Prions reveal how Alzheimer’s and Parkinson’s disease may spread

Wednesday, September 23, 2015
Professor Joel Watts
Professor Joel Watts

Are neurodegenerative diseases like Alzheimer’s and Parkinson’s contagious? Are they similar to prion diseases such as mad cow disease? If you’ve been following recent headlines, this might seem like a possibility, but is it accurate?

Professor Joel Watts, an alumnus of U of T’s Department of Laboratory Medicine and Pathobiology, is a prion disease expert. Watts, also a professor of the U of T’s Department of Biochemistry, explains how prions could help shed light on how other neurodegenerative diseases work. He provides a glimpse into the future of this growing area of research.

What are prion proteins and how can they cause disease?
Originally, prions were defined as “proteinaceous infectious particles” that cause degenerative brain diseases such as Creutzfeldt-Jakob disease (CJD) in humans, mad cow disease, and scrapie in sheep. The term prion was coined to distinguish these diseases from those caused by viruses or bacteria. The hallmark of prions is that there are two versions of the same protein: the normal version is properly folded and is benign; the other version is misfolded, forms plaques and causes disease. The misfolded version can recognize the normal version and convert it into the disease-associated form. This is why prions are infectious and can spread throughout the brain.

What are the similarities between prion diseases and other neurodegenerative diseases like Alzheimer’s?
Until recently, it was thought that there was only one protein that could become a prion: the prion protein, which is the protein associated with CJD, scrapie, and related disorders.  It is becoming increasingly clear that other protein clusters, such as those that cause Alzheimer’s disease, Parkinson’s disease, multiple system atrophy and amyotrophic lateral sclerosis (ALS) could replicate. This is why some researchers have started to refer to these protein clusters as prions, even if there is no evidence that the associated diseases are infectious.

What are the differences?
While there are some similarities between CJD and Alzheimer’s, there are also many differences. For instance, CJD is a rapidly progressive dementia while Alzheimer’s progresses more slowly. Also, Alzheimer’s is very common — up to 40 per cent of the population may be at risk for developing the disease if they live long enough. CJD is rare and only affects approximately one person per million. Although both diseases feature abnormal protein clusters in the brain, these clumps are composed of completely distinct proteins.

Could Alzheimer’s or Parkinson’s be contagious?
There is absolutely no evidence that Alzheimer’s or Parkinson’s disease is contagious or can be transmitted naturally from person-to-person. There’s also no evidence that these diseases have been accidentally transmitted from person-to-person via a medical procedure (as has occurred with the prion diseases). However, from a theoretical standpoint, there is certainly enough evidence to suggest that at least some parts of these diseases could be transmissible. When researchers inject Alzheimer’s and Parkinson’s clusters into the brains of mice, these mice develop similar plaques to those found in patients. But since people don’t typically go around sticking other people in the brain with needles, this potential route of transmission would likely not apply to human disease.
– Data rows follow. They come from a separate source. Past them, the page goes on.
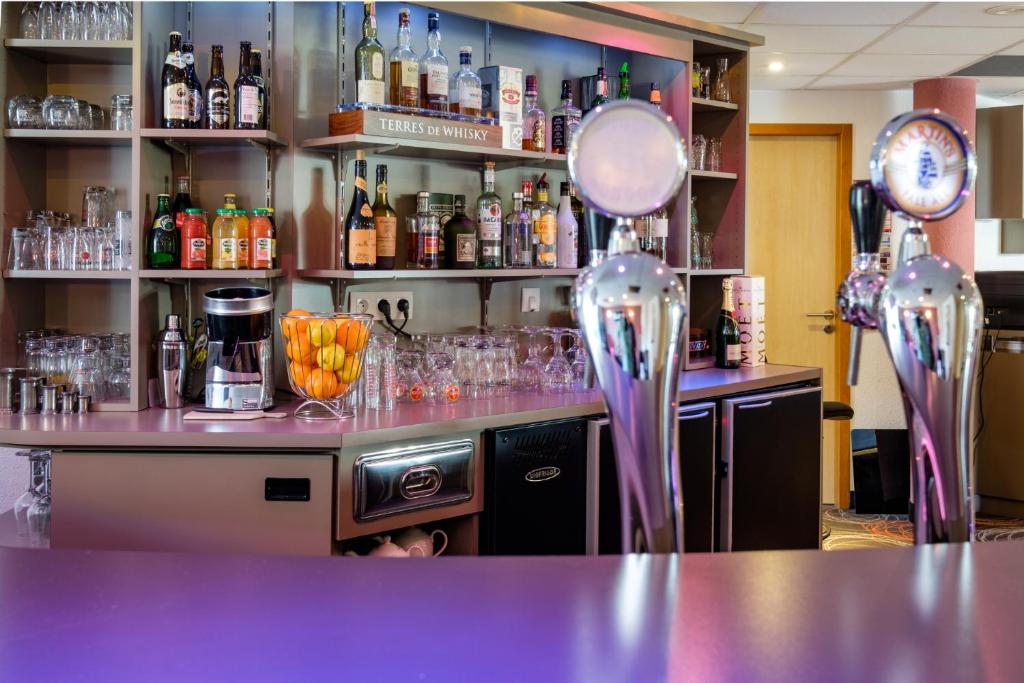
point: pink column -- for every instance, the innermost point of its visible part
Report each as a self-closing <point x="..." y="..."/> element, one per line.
<point x="952" y="237"/>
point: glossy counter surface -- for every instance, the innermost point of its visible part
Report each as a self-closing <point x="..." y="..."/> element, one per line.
<point x="156" y="428"/>
<point x="935" y="613"/>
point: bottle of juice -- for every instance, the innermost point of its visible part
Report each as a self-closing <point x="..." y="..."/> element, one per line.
<point x="225" y="245"/>
<point x="260" y="241"/>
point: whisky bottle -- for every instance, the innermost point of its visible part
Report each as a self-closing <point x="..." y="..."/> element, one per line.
<point x="727" y="354"/>
<point x="403" y="67"/>
<point x="370" y="60"/>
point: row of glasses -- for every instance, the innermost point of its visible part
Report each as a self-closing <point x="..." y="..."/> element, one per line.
<point x="76" y="20"/>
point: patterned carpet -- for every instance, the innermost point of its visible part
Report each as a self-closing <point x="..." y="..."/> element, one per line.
<point x="851" y="530"/>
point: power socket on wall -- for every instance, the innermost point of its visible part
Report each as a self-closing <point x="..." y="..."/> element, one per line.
<point x="366" y="302"/>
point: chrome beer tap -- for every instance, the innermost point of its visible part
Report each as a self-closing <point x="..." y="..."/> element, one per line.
<point x="929" y="312"/>
<point x="628" y="160"/>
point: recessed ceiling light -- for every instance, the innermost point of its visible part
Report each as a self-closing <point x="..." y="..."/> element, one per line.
<point x="1005" y="10"/>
Why do we know so little about prion diseases and why they progress?
The idea that prion diseases are caused by an infectious protein, and not some sort of mysterious virus, has only gained widespread acceptance within the last 20 years or so. That’s why the study of prions and prion diseases is still in its infancy. Despite the headline-grabbing nature of these diseases, they remain exceedingly rare and are therefore not necessarily an urgent priority for funding agencies or an attractive target for big pharmaceutical companies. Thankfully, Canada has become a world leader in prion disease research, in part due to cases of mad cow disease in Alberta.

What is your lab studying in regard to Alzheimer’s disease and its relation to prion diseases?
My lab is studying Abeta, which is a protein fragment closely associated with Alzheimer’s. We’re trying to understand how and why Abeta plaques spread in a prion-like fashion throughout the brain and whether this phenomenon underlies disease progression in Alzheimer’s patients. In particular, we’re studying whether different types of Abeta plaques cause Alzheimer’s. In prion disease, there are different types of prions that create clusters in a variety of shapes. We’re interested in seeing whether different types of Abeta plaques cause Alzheimer’s to manifest in different ways.
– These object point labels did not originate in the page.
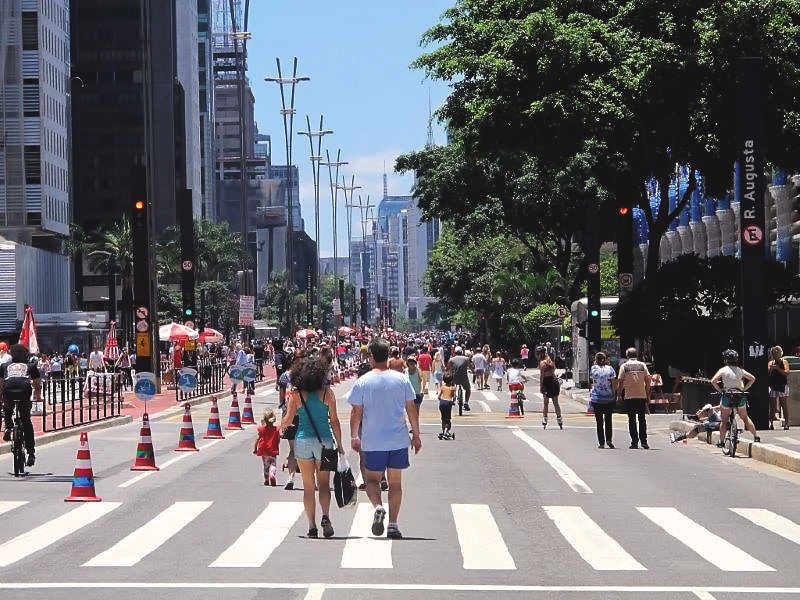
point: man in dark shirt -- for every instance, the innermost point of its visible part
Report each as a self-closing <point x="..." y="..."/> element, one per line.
<point x="17" y="381"/>
<point x="458" y="365"/>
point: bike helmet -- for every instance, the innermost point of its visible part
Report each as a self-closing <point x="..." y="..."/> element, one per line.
<point x="730" y="355"/>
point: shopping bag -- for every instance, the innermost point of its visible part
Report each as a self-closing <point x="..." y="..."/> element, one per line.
<point x="344" y="484"/>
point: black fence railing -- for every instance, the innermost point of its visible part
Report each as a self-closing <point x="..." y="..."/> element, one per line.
<point x="77" y="400"/>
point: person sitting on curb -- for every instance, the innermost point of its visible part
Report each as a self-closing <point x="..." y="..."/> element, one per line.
<point x="710" y="418"/>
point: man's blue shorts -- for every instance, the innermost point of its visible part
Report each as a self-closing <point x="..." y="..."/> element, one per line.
<point x="380" y="460"/>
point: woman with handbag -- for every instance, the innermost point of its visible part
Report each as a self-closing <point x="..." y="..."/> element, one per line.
<point x="318" y="426"/>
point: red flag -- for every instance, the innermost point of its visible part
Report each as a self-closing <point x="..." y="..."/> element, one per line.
<point x="27" y="337"/>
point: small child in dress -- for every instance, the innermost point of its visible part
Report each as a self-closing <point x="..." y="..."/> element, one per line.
<point x="267" y="446"/>
<point x="447" y="393"/>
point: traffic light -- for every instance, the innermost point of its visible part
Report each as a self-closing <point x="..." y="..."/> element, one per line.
<point x="364" y="316"/>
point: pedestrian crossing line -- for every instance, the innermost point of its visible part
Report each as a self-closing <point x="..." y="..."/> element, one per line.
<point x="482" y="545"/>
<point x="712" y="548"/>
<point x="6" y="506"/>
<point x="593" y="544"/>
<point x="788" y="440"/>
<point x="362" y="552"/>
<point x="771" y="522"/>
<point x="568" y="475"/>
<point x="490" y="396"/>
<point x="134" y="547"/>
<point x="262" y="537"/>
<point x="52" y="531"/>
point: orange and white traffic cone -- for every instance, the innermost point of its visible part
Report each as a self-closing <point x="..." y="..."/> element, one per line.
<point x="186" y="441"/>
<point x="234" y="418"/>
<point x="247" y="411"/>
<point x="145" y="456"/>
<point x="214" y="430"/>
<point x="83" y="477"/>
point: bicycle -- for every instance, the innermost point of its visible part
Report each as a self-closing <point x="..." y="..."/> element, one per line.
<point x="18" y="444"/>
<point x="736" y="398"/>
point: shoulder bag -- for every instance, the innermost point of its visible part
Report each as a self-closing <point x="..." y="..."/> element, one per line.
<point x="329" y="457"/>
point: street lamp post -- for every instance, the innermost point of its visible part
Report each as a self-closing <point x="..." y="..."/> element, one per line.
<point x="316" y="158"/>
<point x="334" y="196"/>
<point x="288" y="124"/>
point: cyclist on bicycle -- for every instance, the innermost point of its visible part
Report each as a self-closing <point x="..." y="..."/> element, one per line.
<point x="17" y="381"/>
<point x="731" y="380"/>
<point x="458" y="366"/>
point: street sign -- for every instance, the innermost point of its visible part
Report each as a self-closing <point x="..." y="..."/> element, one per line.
<point x="145" y="387"/>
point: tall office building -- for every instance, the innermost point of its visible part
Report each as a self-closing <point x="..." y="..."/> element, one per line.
<point x="34" y="157"/>
<point x="135" y="102"/>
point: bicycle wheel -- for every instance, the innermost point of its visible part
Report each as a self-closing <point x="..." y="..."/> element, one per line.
<point x="18" y="450"/>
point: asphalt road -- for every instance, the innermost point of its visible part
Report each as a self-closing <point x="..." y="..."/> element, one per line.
<point x="507" y="509"/>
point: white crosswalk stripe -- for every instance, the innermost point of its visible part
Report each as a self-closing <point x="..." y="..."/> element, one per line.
<point x="134" y="547"/>
<point x="480" y="542"/>
<point x="262" y="536"/>
<point x="708" y="546"/>
<point x="50" y="532"/>
<point x="594" y="545"/>
<point x="9" y="505"/>
<point x="482" y="545"/>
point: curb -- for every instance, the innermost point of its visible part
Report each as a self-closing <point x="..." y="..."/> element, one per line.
<point x="766" y="453"/>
What do you find most interesting about prion disease, and where do you think research in this area is headed?
I enjoy working on something that goes against so many established biological dogmas. At one point, the concept of an infectious agent that could replicate in the absence of DNA or RNA was considered impossible, and the existence of two distinct stable folds of a single protein was a direct violation of a biochemical principle. As a result, despite their rarity, I think that prions and prion diseases are inherently interesting and can tell us a lot about fundamental biochemical mechanisms that may have more widespread implications in biology. The idea that Alzheimer’s, Parkinson’s and ALS may also involve prion-like phenomena has exploded in recent years and is almost certainly the hottest topic in the field. This has brought many new ideas and investigators to the prion field, and I’m hopeful that this synergy will lead to many new insights that will ultimately result in the development of effective treatments for these devastating disorders.